FWIW,  in normal operation (and at their rated voltage) incandescent bulbs all have about the same lm/W.   Higher power bulbs produce more lm and smaller bulbs lower lm but the lm/W stays the same (in reality only crudely).

(Like you say) when the voltage changes and the temperature changes the lm/w drops.  This is fairly evident in lm/w on that graph I posted.  The lm/w drops off as the applied voltage is reduced.   So a high powered bulb throttled back to 1W will produce less light output than a 1W bulb operating at it's rated voltage.
Send:     . .- .-. - .... / - --- / --. --- .-. -
According to the water analogy of electricity, transistor leakage is caused by holes.

Vivek

Quote from: Rob Strand on August 09, 2022, 09:00:38 PM
So a high powered bulb throttled back to 1W will produce less light output than a 1W bulb operating at it's rated voltage.

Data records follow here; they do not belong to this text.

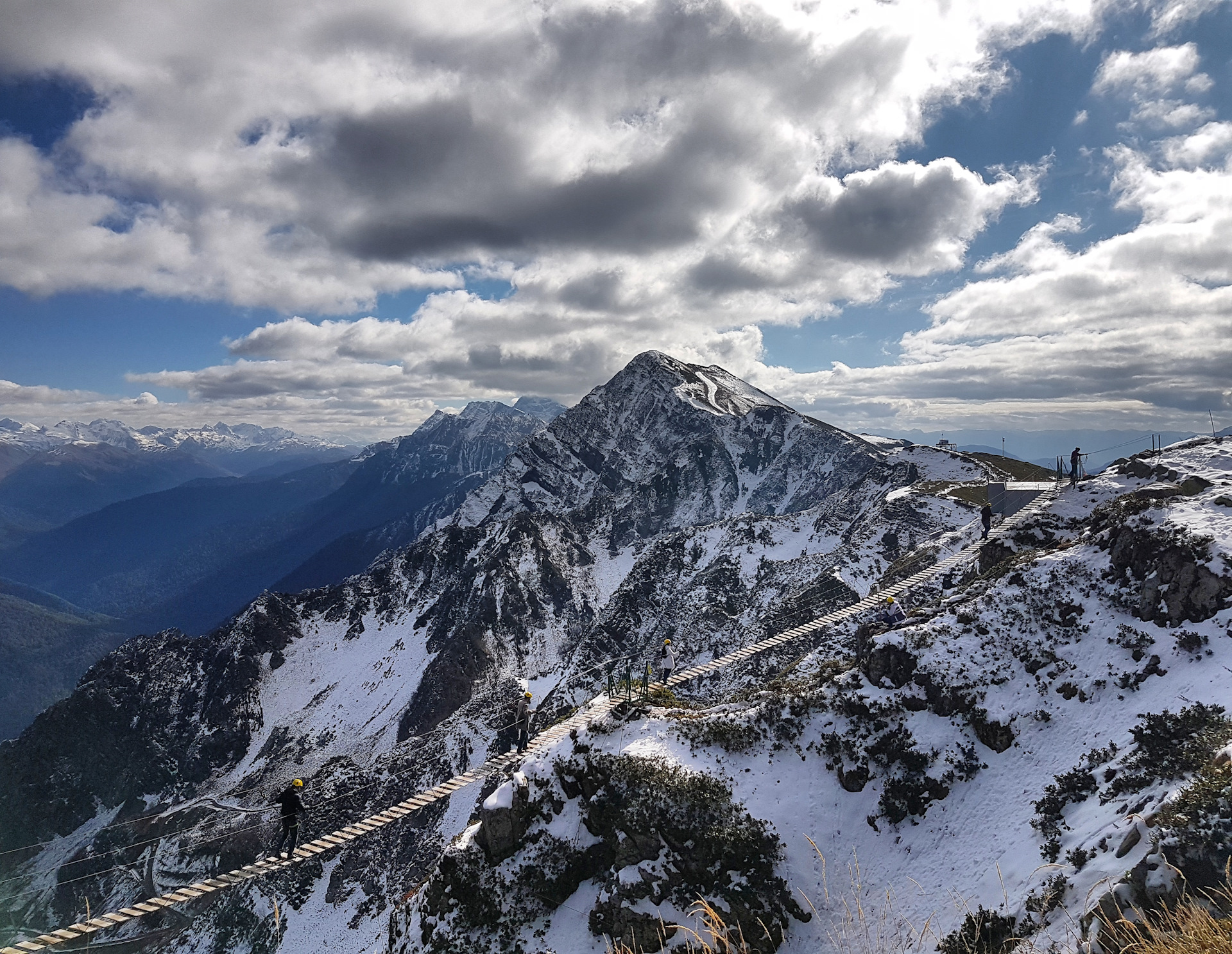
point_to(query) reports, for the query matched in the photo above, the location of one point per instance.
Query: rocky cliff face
(1035, 738)
(672, 501)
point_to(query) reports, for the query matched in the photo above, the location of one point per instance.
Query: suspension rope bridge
(595, 709)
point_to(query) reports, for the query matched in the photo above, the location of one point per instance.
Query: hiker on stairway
(893, 612)
(523, 720)
(667, 662)
(291, 805)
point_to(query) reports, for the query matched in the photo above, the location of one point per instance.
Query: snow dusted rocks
(1023, 716)
(672, 501)
(638, 836)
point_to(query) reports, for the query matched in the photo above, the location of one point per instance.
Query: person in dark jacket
(667, 662)
(523, 722)
(291, 805)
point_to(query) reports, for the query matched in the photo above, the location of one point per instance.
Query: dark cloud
(422, 205)
(719, 275)
(890, 214)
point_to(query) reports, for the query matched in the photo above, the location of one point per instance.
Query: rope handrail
(599, 707)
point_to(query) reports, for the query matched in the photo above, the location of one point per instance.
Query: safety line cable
(597, 707)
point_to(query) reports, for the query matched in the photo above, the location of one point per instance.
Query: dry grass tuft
(1193, 926)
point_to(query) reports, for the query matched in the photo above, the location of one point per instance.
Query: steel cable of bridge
(834, 588)
(184, 806)
(447, 788)
(837, 585)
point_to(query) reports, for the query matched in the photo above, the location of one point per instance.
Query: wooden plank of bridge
(408, 806)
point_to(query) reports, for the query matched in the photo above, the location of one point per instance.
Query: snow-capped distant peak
(708, 388)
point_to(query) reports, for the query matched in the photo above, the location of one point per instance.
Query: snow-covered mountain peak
(710, 388)
(237, 447)
(542, 408)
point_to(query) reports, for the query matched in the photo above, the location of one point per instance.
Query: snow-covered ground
(1041, 651)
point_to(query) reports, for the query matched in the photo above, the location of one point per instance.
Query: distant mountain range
(49, 476)
(191, 555)
(46, 645)
(1044, 446)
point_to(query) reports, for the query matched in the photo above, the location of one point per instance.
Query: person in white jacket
(667, 662)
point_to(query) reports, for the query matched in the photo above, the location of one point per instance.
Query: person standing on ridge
(667, 662)
(291, 805)
(523, 722)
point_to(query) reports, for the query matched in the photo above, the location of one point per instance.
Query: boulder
(854, 779)
(1158, 491)
(893, 662)
(502, 819)
(1194, 485)
(997, 736)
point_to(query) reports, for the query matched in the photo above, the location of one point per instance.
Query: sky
(893, 216)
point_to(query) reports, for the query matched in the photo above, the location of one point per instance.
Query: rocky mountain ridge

and different color temperature too, I believe.

pinkjimiphoton

i gave one of these away a couple years ago. i never really spent any time inside it, but as i recall it was a very thick, chewey "chips-ish" phase shift that had a nice wobble like a univibe and the harmonics affected the intensity, or the "width" and chewyness of the effect,  reminiscent of one of them contemporary norlin maestro foot phasers, the one with the rotateable wheels on the sides of it, but then, i may be thinking of something else... so soo many circuits... so little time... ;)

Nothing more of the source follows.